How the Kubernetes Scheduler Actually Picks a Node

— ny_wk

When you run kubectl apply and a pod springs to life on some node, a quiet piece of the control plane made that call: the kube-scheduler. It is one of those components you never think about until a pod is stuck in Pending and you are staring at it wondering why. Here is what it actually does, in plain terms.

The one job it owns

The scheduler has a narrow, important responsibility: decide which node a new pod should run on. That is it. It does not start containers, pull images, or babysit anything afterward — that is the kubelet's job on each node. The scheduler just watches for pods that have no node assigned and binds each one to the best available node.

So the lifecycle looks like this:

You create a pod (directly, or via a Deployment).
The scheduler notices a pod whose nodeName is empty.
It picks a node and writes that binding back to the API server.
The kubelet on that node sees the pod is now its problem and actually runs it.

How it chooses — filter, then score

The decision happens in two phases, and understanding them explains almost every "why is my pod Pending?" mystery.

1. Filtering (can this node even run it?)

The scheduler throws out every node that cannot host the pod.

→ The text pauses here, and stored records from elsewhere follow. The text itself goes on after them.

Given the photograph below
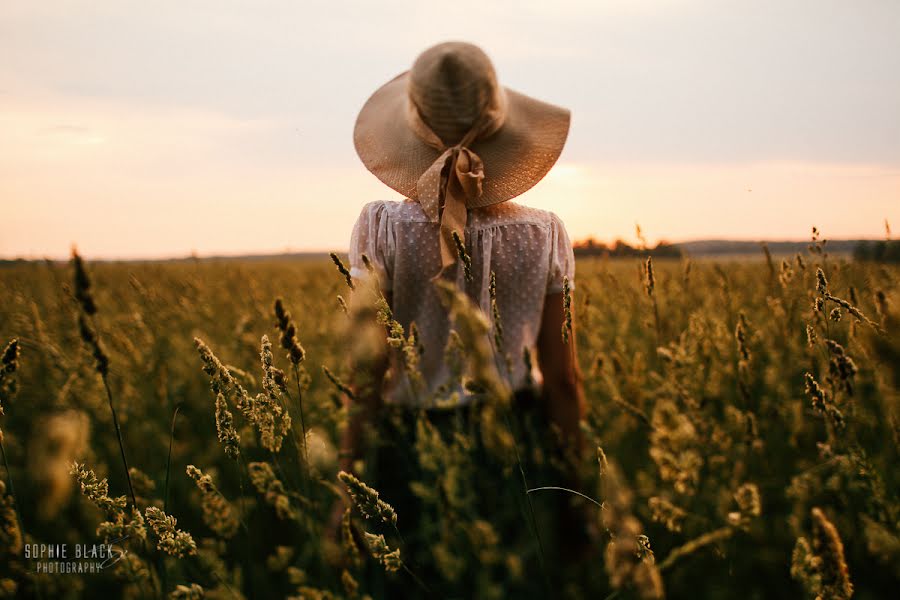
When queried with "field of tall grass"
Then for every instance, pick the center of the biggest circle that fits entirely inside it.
(743, 425)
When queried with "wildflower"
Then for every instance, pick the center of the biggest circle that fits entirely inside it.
(821, 566)
(263, 479)
(217, 511)
(221, 379)
(749, 505)
(841, 366)
(347, 539)
(851, 309)
(821, 282)
(342, 270)
(495, 312)
(821, 403)
(289, 342)
(810, 335)
(97, 490)
(567, 308)
(389, 559)
(463, 256)
(83, 286)
(628, 559)
(122, 527)
(10, 533)
(9, 363)
(89, 336)
(740, 337)
(367, 501)
(664, 511)
(170, 539)
(338, 382)
(228, 435)
(267, 413)
(649, 279)
(183, 592)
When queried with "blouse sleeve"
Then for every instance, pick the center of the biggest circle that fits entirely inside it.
(562, 257)
(372, 237)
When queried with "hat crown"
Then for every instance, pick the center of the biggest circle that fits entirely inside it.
(452, 85)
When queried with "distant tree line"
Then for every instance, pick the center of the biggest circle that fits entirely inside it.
(591, 247)
(880, 251)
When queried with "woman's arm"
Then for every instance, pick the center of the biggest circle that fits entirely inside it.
(563, 394)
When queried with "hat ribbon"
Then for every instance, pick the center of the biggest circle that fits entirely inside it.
(453, 180)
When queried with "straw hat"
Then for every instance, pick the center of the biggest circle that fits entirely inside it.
(447, 135)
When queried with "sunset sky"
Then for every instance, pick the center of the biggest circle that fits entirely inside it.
(137, 129)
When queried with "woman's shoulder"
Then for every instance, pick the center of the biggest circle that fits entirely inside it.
(513, 213)
(395, 210)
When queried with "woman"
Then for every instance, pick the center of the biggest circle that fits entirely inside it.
(459, 146)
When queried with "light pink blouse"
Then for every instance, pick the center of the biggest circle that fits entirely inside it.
(528, 249)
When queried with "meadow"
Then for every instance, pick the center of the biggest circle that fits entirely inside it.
(743, 426)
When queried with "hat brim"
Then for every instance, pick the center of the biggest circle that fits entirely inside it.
(515, 158)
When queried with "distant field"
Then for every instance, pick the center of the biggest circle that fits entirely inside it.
(750, 437)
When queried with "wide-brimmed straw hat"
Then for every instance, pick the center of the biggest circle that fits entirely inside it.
(447, 135)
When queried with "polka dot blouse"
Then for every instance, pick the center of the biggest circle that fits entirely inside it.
(528, 250)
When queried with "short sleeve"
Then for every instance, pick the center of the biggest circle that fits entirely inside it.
(372, 236)
(562, 257)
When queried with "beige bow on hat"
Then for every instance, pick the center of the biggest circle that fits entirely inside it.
(453, 180)
(467, 141)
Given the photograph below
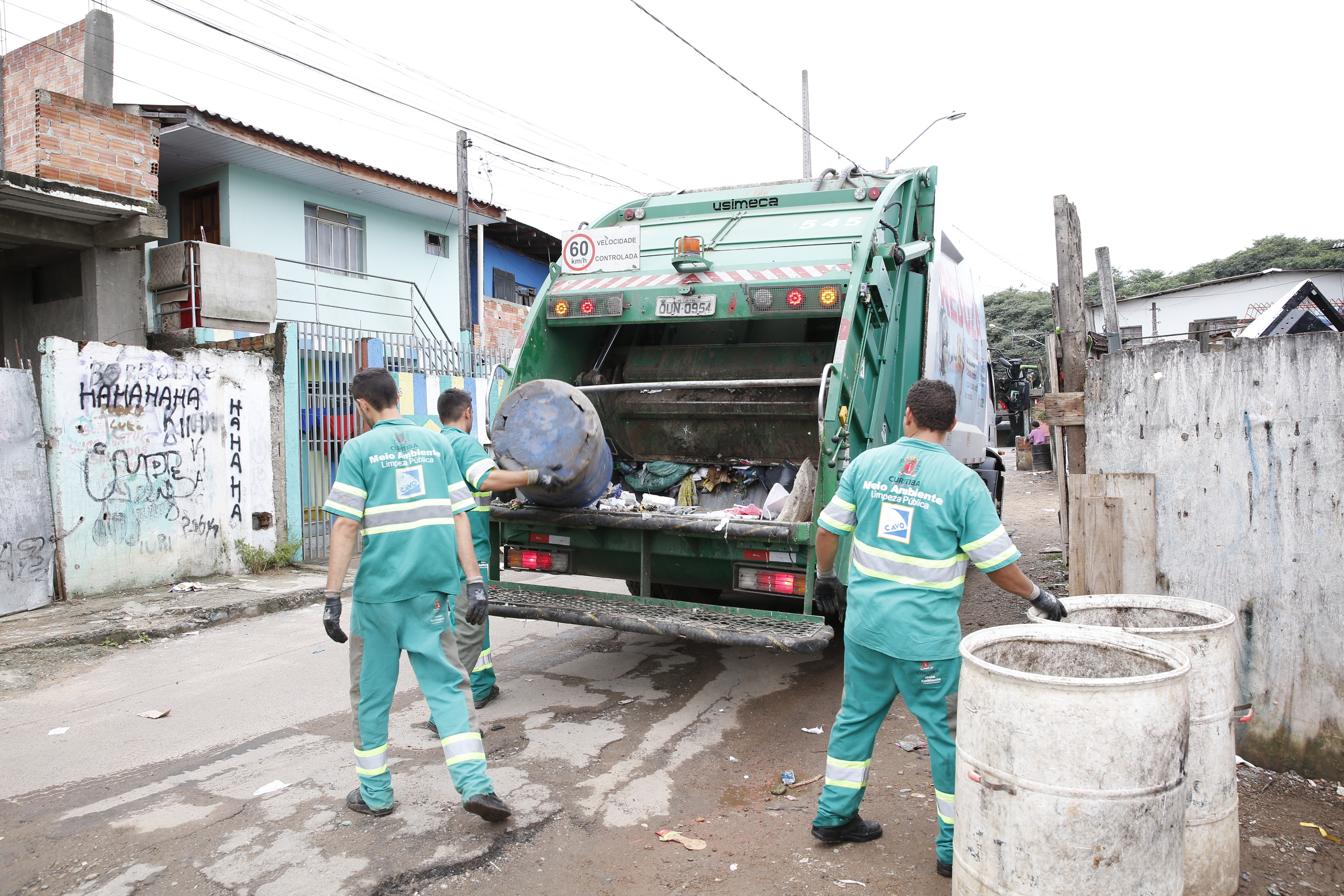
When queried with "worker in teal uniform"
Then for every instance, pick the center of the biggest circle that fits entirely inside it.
(471, 639)
(917, 516)
(408, 498)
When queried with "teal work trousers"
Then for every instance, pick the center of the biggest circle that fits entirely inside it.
(872, 684)
(378, 635)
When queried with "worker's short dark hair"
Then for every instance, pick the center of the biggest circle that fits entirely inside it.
(933, 404)
(452, 405)
(376, 386)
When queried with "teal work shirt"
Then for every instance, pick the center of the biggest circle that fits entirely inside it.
(917, 516)
(400, 484)
(476, 465)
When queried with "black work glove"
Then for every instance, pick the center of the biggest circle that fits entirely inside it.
(331, 617)
(547, 477)
(1050, 605)
(478, 604)
(826, 597)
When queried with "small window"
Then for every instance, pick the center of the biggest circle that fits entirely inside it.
(334, 240)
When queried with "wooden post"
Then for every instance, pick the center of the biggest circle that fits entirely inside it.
(1108, 299)
(1057, 442)
(1073, 322)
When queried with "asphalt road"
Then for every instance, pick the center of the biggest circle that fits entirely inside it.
(600, 741)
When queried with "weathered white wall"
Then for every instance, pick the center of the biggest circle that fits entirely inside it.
(1248, 447)
(158, 463)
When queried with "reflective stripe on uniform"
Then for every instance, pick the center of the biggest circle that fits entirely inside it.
(479, 471)
(845, 773)
(947, 573)
(840, 514)
(347, 499)
(462, 496)
(409, 515)
(463, 749)
(371, 762)
(947, 806)
(991, 550)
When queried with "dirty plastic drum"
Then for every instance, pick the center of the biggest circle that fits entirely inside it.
(549, 424)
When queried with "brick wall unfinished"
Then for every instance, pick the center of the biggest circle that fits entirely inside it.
(500, 324)
(54, 64)
(92, 146)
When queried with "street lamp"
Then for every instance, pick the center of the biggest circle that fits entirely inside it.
(952, 117)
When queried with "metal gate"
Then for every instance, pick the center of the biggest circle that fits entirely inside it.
(27, 527)
(328, 359)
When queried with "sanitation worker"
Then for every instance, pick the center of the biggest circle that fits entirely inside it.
(408, 496)
(917, 516)
(471, 637)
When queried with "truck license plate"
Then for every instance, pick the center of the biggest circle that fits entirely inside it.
(685, 307)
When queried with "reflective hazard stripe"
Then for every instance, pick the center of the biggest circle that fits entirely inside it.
(479, 471)
(845, 773)
(387, 518)
(991, 550)
(947, 806)
(463, 749)
(947, 573)
(840, 514)
(371, 762)
(347, 499)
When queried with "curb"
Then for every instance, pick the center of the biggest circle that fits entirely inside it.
(198, 618)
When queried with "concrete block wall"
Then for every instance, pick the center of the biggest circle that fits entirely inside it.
(158, 463)
(502, 324)
(1246, 448)
(92, 146)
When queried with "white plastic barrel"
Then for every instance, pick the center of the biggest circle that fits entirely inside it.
(1070, 763)
(1203, 632)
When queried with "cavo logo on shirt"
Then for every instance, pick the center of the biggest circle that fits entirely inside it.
(411, 483)
(896, 522)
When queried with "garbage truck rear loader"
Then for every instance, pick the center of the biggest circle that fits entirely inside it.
(737, 338)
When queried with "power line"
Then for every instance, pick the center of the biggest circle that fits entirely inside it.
(1000, 257)
(377, 93)
(734, 77)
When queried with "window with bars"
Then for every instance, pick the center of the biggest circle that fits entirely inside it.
(334, 240)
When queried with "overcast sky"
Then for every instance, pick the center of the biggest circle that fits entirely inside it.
(1182, 131)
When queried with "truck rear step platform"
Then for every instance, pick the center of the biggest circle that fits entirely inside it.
(733, 626)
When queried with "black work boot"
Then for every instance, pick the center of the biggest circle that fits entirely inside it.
(857, 831)
(488, 806)
(357, 803)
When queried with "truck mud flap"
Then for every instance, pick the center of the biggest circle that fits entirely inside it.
(707, 624)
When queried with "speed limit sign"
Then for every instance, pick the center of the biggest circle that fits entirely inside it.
(601, 249)
(580, 253)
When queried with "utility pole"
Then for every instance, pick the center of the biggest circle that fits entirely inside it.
(1108, 299)
(464, 248)
(807, 130)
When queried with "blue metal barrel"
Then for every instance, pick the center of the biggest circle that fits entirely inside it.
(552, 424)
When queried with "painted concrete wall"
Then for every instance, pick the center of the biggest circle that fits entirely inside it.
(265, 214)
(1175, 311)
(1246, 445)
(158, 463)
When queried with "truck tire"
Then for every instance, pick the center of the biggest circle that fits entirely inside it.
(687, 593)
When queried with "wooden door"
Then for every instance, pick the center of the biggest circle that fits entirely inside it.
(201, 214)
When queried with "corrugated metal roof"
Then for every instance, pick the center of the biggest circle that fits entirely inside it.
(195, 146)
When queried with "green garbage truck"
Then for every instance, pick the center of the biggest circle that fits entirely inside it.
(738, 347)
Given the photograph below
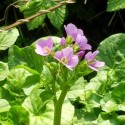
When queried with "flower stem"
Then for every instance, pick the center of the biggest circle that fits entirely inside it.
(58, 106)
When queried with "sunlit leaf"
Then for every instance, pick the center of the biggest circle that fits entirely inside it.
(57, 16)
(3, 70)
(8, 38)
(19, 115)
(25, 56)
(31, 8)
(4, 105)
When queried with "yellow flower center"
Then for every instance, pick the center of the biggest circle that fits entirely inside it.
(47, 50)
(64, 60)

A node gets filtered out if it does not have enough free CPU or memory for the pod's requests, if it does not match the pod's nodeSelector or affinity rules, if a taint blocks the pod, or if a required volume cannot attach there. What survives is the list of feasible nodes.

2. Scoring (which feasible node is best?)

Among the survivors, the scheduler ranks each node with a score — favoring things like spreading pods across nodes, packing efficiently, and honoring affinity preferences. The highest-scoring node wins, and the pod is bound there.

If zero nodes survive filtering, the pod stays Pending — and that is your signal to check requests, taints, and affinity rules.

Why this matters in real life

Most scheduling headaches trace back to this model:

Pod stuck Pending: usually no node has enough requested CPU/memory, or a selector/taint rules them all out.
Everything piling on one node: often missing resource requests, so the scheduler cannot reason about capacity.
Pods not landing where you expect: check nodeSelector, node/pod affinity, and tolerations.

Set sensible CPU and memory requests on your pods. That single habit gives the scheduler the information it needs and prevents most of these problems.

Key takeaways

The kube-scheduler's only job is binding unscheduled pods to nodes — not running them.
It works in two passes: filter out unfit nodes, then score the rest and pick the best.
A Pending pod almost always means filtering eliminated every node.
Accurate resource requests are the key to predictable scheduling.

Frequently asked questions

Does the scheduler run the container?

No. It only assigns the pod to a node. The kubelet on that node pulls images and runs the containers.

Why is my pod stuck in Pending?

No node passed the filtering phase — typically not enough requested CPU/memory, or a nodeSelector, affinity rule, or taint excluded every node.

Can I influence which node a pod lands on?

Yes — with nodeSelector, node/pod affinity and anti-affinity, taints and tolerations, and resource requests. You can also run multiple schedulers for special cases.

What happens if two pods want the same node?

Each is scheduled independently; the scheduler re-evaluates current capacity for every pod, so it accounts for what it just placed.

The scheduler feels like magic until you see the filter-then-score logic — then "why did it land there?" turns into a question you can actually answer.